Patrice, in a performance that was fun and showed her amazing skill at wardrobe changes in a matter of seconds, made good use of the powerful vocals she is known for.

There were some shaky moments in her delivery but for the most part the songstress delivered and had flag crews reacting in a frenzy as her final moment on stage saw her technical team shooting out dollar bills along with confetti into the crowd.

Patrons were awed by the fact that as compared to previous years, almost every performer delivered more than mind-blowing performances.

Newcomer Pternsky, who was the only competitor to sing a dancehall song at the soca event, spent more time than necessary serenading and praising Jamaican producer Kurt Riley.

He sang that it wasn’t about the competition for him, which was fortunate as the audience did not show much appreciation for the performance.

Patrons were overheard saying it was the best Soca Monarch experience in years.

This came as a surprise to many who had been strongly critical of the event.

This year, scalpers were outside selling tickets for as low as $50 for the VIP section and practically giving away general tickets.

But the stadium, which had small handfuls before 11 pm, filled almost completely by midnight.

The show started with seven minutes of fireworks which saw patrons looking up in awe and also in fright as residue from the Roman candles floated down into the VIP section.

Then it was time for the Breakout artiste competitors—Jadel and Salty. 

Jadel was the eventual winner of the category.

Salty, who seemed to have added verses to a song which was lyrically deficient by most standards, thrilled audiences with his rendition of Girl Meets Brass.

His performance was promising and preceded a very strong performance from Grenadian duo Cloud 5 with their song No Behaviour.

As the duo descended onto the stage bringing their jab invasion from Grenada to Port-of-Spain, the crowd, lulled into comfort by a lengthy performance from Chutney Soca Monarch K.I, came alive with the intent to jump and wave and misbehave. 

While the duo performed in suits which looked more like ninja wear than alien chic, patrons cheered their approval, singing along to the lyrics.

M1 aka Menace followed up on the energy released by the jab men, with a presentation that was theatrical and seamless.

M1 re-enacted a J’Ouvert scene on the stage, complete with both the traditional characters of moko jumbies, fire-blowing devils and midnight robbers and the more prominent regular short pants and T-shirt wearing revellers. His white T-shirt and pants became a canvas for the “dutty mas” players who took the pristine cleanliness as an invitation to share in paint and mud, and he performed and sang his song without a hiccup, as his team backed him on stage.

The two Bajans followed next, Peter Ram with a hype song whose underwhelming performance was backed by high energy dancers. Unfortunately, his energy didn’t seem to peak at the same level.

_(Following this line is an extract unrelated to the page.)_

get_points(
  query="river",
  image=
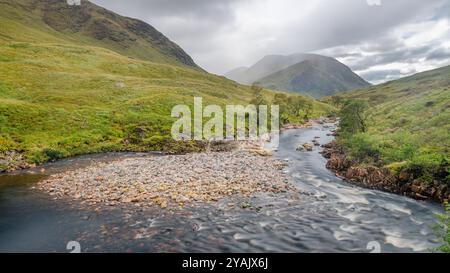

Hypa Sounds chose to fetishize the Catholic schoolgirl look with dancers on chairs gyrating to his excellent delivery on vocals. He focused on his song, which has been a hit on local airwaves and at fetes.

As host Sunny Bling announced the next artistes, prop men brought nine-foot banners with the words, “T&T Land of the Free,” emblazoned in national colours.

Soca artiste Lyrikal, dressed in a mas costume, set the stage with a replica of a shed with a gas lamp illuminating dancers who portrayed slaves prior to 1838. With tassa dancers and steelpan he brought energy.

In a series of what seemed to be endorsements from more popular and established artists, maybe a potential changing of the guard, Sekon Sta was given singing support by vocalist Nadia Batson who joined him on the track Magic, to the crowd’s screaming approval.

Later, Ricardo Drue would be endorsed by former Soca Monarch champion Bunji Garlin.